Conversations about bringing a childcare center to Randolph began around a decade ago. Randolph was working with the Vermont Council on Rural Development on an economic development plan that came to be known as Randolph Region Re-Energized, Hoffman-Kiess said.

A couple years earlier, parents whose children attended a Montessori school in Randolph that closed were thinking about how to create more childcare options, said Damian DiNicola, Green Mountain’s board chairman.

DiNocola’s youngest daughter was among the children displaced. Although he and his wife found another childcare option, other families struggled.

“There’s a small subset of folks who really get involved because they need it, but they don’t realize they need it until they really need it,” DiNicola said. “Those folks tend to age out and give up before the problem can be fixed.”

The conversation started to shift to viewing childcare as an economic development issue, DiNicola said. Businessowners talked about how they struggled to find employees

“You’ve got to frame these things as economic development and key infrastructure issues the same way you do as highways and roads,” DiNicola said. “There are things you need to have in place in your town and your communities if you want them to be successful and thriving.”

There’s been some progress.

Kill chairs the board of directors of the Lil’ Sunshine Childcare Center, which opened in Randolph last year and serves children up to three years old. The center benefited from Act 76, which the Vermont Legislature passed in 2023, Kill said. Act 76 expanded the Child Care Financial Assistance Program and led to more families being able to qualify for financial aid.

When Kill’s oldest daughter, now 3½ aged out of Lil’ Sunshine, “it became too difficult to navigate two totally different drop off times and schedules.”

Both children now attend the center in Tunbridge.

Act 76 also increased pay rates and professional development opportunities for early childhood educators. To help fund the legislation, the state instituted an additional payroll tax.

“It’s one of those cases where the marketplace hasn’t filled this need so it’s appropriate for the state to say ‘hey things are not working. What do we need to to do to set up the parameters so we have a reliable system?’,” said State Rep. Larry Satcowitz, D-Orange-Washington-Addison, who voted in favor of Act 76. He also serves as vice chair of the Randolph Selectboard and has been hearing from constituents for years about challenges finding childcare. “Like every place else, if your employees can’t find childcare, it limits the hours they can work.”

While there is excitement surrounding the Woodlands Campus, there are also some concerns about staffing. The center will need to hire 16 teachers and two administrative staff to run the center, Orange County Parent Child Center Executive Director Lindsey Trombley said.

“We are hoping to form relationships with graduating students of (Community College of Vermont),” Trombley wrote in an email. “Recruitment will be a challenge We hope to grow the workforce while not taking teachers away from other programs.”

Community College of Vermont President Joyce Judy said she is looking forward to placing early childhood education students as interns at the Woodlands Campus.

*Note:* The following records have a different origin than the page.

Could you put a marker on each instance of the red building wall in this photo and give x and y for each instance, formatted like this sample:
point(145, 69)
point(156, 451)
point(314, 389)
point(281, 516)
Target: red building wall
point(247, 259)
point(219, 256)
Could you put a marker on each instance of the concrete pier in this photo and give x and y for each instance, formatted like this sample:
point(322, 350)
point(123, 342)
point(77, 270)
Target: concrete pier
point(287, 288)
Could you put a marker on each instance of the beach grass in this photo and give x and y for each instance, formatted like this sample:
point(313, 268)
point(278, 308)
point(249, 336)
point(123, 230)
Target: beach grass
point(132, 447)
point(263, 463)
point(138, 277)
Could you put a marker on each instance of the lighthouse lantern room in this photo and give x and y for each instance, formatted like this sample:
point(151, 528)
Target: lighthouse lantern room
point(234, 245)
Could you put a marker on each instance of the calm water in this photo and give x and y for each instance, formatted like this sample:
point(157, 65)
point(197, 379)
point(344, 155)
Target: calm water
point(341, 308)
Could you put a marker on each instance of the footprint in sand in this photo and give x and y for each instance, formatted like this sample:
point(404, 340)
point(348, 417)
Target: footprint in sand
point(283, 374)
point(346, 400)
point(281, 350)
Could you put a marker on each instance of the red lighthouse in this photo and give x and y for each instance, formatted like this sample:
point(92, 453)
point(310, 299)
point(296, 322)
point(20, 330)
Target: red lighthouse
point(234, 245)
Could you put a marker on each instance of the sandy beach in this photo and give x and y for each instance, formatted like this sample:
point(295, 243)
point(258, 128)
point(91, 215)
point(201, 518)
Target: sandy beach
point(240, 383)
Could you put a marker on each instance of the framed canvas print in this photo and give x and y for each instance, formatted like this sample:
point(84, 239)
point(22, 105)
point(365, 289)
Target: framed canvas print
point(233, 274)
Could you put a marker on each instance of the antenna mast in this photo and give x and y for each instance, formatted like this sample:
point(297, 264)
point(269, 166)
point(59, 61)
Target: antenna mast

In the last academic year, a record number of students were enrolled in CCV’s early childhood education certificate and degree programs, including people who already work in the field and are looking to further their education.

“One of the best things we can do to help students is help them find a placement if they’re interested in going into early childhood education so that while they’re taking course they can also begin to have experience in that field,” Judy said. “A new entity is very exciting because you can start at the ground floor and work with them as they expand.”

Parents have been talking excitedly about the Woodlands campus, Kill said.

“It’s going to make a huge difference in a lot of people’s workdays and lives,” she said.